I think some of the nuances and innovation in impact investing are overlooked in this article, though I would agree it is harder for everyday investors to tap into the sector (at least for now). However, I don’t think the solution is necessarily to just opt for donation:

(1) Simply by demanding more ethical or impact-led investment products, this will change the behaviours of fund managers and businesses. Already, there are more and more ethical products on offer, because millennials are more socially conscious. Of course, we don’t want to encourage “impact-washing” but that’s a whole different topic.

(2) There is no mention of innovative financial models used by the impact investing sector. An example is blended finance. As opposed to just giving out philanthropic donation, you can leverage that to draw out private capital. These are private capitals that would otherwise not be accessible, so I would argue this is additionality. Impact bond is another model, where you know for sure the investment is used to achieve the outcomes defined (i.e. no payment for investor if outcomes not achieved). If you were going to donate that money anyway, an impact bond gives you the chance of receiving a return + interest.
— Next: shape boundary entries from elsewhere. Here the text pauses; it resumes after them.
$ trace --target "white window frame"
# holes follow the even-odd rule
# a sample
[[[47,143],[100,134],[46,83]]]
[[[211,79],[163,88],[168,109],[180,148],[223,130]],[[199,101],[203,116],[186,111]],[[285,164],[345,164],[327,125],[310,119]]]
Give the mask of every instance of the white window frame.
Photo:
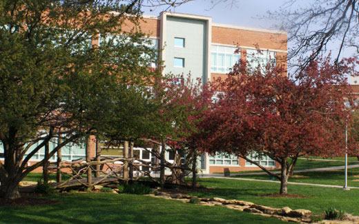
[[[258,158],[255,156],[253,156],[255,155],[255,153],[253,152],[253,153],[251,153],[249,156],[247,156],[249,159],[250,159],[251,160],[253,161],[255,161],[255,162],[259,162],[260,164],[261,165],[262,165],[263,167],[275,167],[275,161],[273,159],[271,159],[271,158],[269,158],[269,156],[266,156],[266,155],[263,155],[262,156],[261,158]],[[266,161],[266,164],[267,165],[262,165],[261,164],[261,161]],[[274,165],[269,165],[269,162],[274,162]],[[253,163],[249,163],[249,161],[246,161],[246,165],[245,165],[245,167],[258,167],[255,164],[253,164]]]
[[[176,59],[181,59],[182,61],[182,66],[177,66],[177,65],[175,65],[175,60]],[[182,57],[173,57],[173,67],[174,68],[184,68],[184,67],[186,67],[186,59],[184,58],[182,58]]]
[[[216,152],[215,156],[209,155],[208,163],[210,166],[220,166],[220,167],[240,167],[240,159],[234,154],[229,154],[229,158],[224,158],[224,153]],[[215,161],[215,163],[211,163],[211,161]],[[217,161],[222,161],[222,164],[216,163]],[[231,164],[224,164],[224,161],[230,161]],[[237,164],[233,164],[233,161],[236,161]]]
[[[212,73],[220,73],[220,74],[228,74],[231,72],[231,69],[237,63],[240,59],[240,53],[235,53],[235,51],[237,49],[235,46],[222,45],[217,44],[212,44],[211,46],[211,72]],[[215,55],[215,65],[212,64],[212,60],[213,59],[213,54]],[[224,57],[224,66],[219,66],[220,62],[220,54]],[[227,56],[232,57],[231,64],[227,65]],[[215,68],[215,69],[213,69]]]
[[[255,49],[246,49],[246,61],[249,69],[255,70],[260,65],[260,68],[265,70],[269,63],[275,65],[277,52],[269,50],[258,50]],[[252,66],[254,64],[255,66]]]
[[[176,45],[176,39],[182,40],[183,41],[182,45]],[[186,39],[184,39],[183,37],[175,37],[175,41],[173,42],[173,45],[175,46],[175,48],[184,48],[186,47]]]

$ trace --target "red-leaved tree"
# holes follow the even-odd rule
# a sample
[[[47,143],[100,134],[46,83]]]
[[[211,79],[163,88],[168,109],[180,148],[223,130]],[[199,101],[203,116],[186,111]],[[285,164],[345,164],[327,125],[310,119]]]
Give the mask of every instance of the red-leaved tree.
[[[202,148],[235,154],[280,181],[288,179],[299,157],[331,156],[345,150],[345,122],[351,101],[345,74],[353,59],[332,65],[330,59],[311,62],[287,77],[282,68],[251,73],[240,65],[221,83],[222,96],[202,122]],[[279,174],[250,159],[269,156],[280,164]]]

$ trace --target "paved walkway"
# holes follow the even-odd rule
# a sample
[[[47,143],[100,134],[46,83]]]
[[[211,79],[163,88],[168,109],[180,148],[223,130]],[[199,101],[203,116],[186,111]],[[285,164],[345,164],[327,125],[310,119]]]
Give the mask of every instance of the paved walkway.
[[[348,169],[351,168],[358,168],[359,164],[357,165],[348,165]],[[308,172],[323,172],[323,171],[331,171],[331,170],[344,170],[345,166],[339,165],[339,166],[332,166],[329,167],[322,167],[322,168],[313,168],[313,169],[306,169],[306,170],[294,170],[293,173],[304,173]],[[279,174],[280,171],[273,171],[274,174]],[[263,175],[266,174],[264,172],[244,172],[244,173],[235,173],[231,174],[231,176],[252,176],[252,175]],[[223,176],[223,174],[202,174],[202,176],[204,177],[215,177],[215,176]]]
[[[249,181],[280,183],[280,181],[278,181],[252,179],[249,179],[249,178],[225,177],[225,176],[211,176],[211,178],[221,179],[229,179],[229,180]],[[315,186],[315,187],[323,187],[343,188],[343,186],[340,186],[340,185],[331,185],[310,183],[288,182],[288,184],[293,185],[306,185],[306,186]],[[359,187],[349,187],[349,189],[359,189]]]

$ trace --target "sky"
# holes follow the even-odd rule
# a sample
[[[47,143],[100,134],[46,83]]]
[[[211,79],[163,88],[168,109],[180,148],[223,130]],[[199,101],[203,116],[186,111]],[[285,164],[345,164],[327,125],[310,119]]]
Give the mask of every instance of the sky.
[[[193,0],[187,2],[170,10],[175,12],[199,14],[212,17],[215,23],[224,23],[249,28],[274,29],[281,27],[281,21],[271,20],[263,18],[268,16],[267,12],[280,10],[288,0],[220,0],[220,3],[215,4],[215,0]],[[217,0],[218,1],[218,0]],[[233,2],[235,4],[231,5]],[[216,2],[216,1],[214,1]],[[312,0],[298,0],[298,6],[305,6],[312,3]],[[295,7],[298,7],[295,6]],[[158,16],[165,8],[157,7],[144,8],[144,14]],[[290,47],[291,43],[289,43]],[[336,45],[333,45],[332,50],[337,50]],[[344,52],[344,55],[349,57],[351,51]],[[359,77],[349,78],[349,82],[359,83]]]
[[[278,10],[287,0],[233,0],[235,3],[233,6],[230,4],[232,1],[228,1],[231,0],[222,1],[215,5],[211,1],[194,0],[171,10],[211,17],[213,22],[215,23],[273,28],[280,23],[260,19],[259,17],[265,16],[268,10]],[[146,9],[145,14],[158,15],[162,10],[163,8],[159,7],[155,8],[153,12]]]

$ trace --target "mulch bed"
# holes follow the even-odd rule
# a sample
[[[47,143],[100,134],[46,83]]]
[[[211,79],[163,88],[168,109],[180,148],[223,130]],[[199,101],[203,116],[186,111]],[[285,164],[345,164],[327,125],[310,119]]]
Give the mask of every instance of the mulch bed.
[[[34,196],[34,195],[32,196]],[[46,198],[39,198],[30,196],[21,196],[14,200],[0,200],[0,207],[4,206],[26,206],[48,205],[58,203],[58,201]]]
If done right, impact investing can do good at scale where pure philanthropy cannot.

(3) I think a more subtle and contentious point is, by introducing market mechanism, you are forcing NGOs and social enterprises to step up their game. They need to have accountability, and are forced to be more resourceful. Effective charities stay, less effective ones die out.

Of course, impact investing is by no means a silver bullet. As of now, its financial models are more geared towards larger charities, so small/new charities would still rely primarily on donations. Philanthropy still plays an important role, but I would argue it is insufficient to solve problems at scale.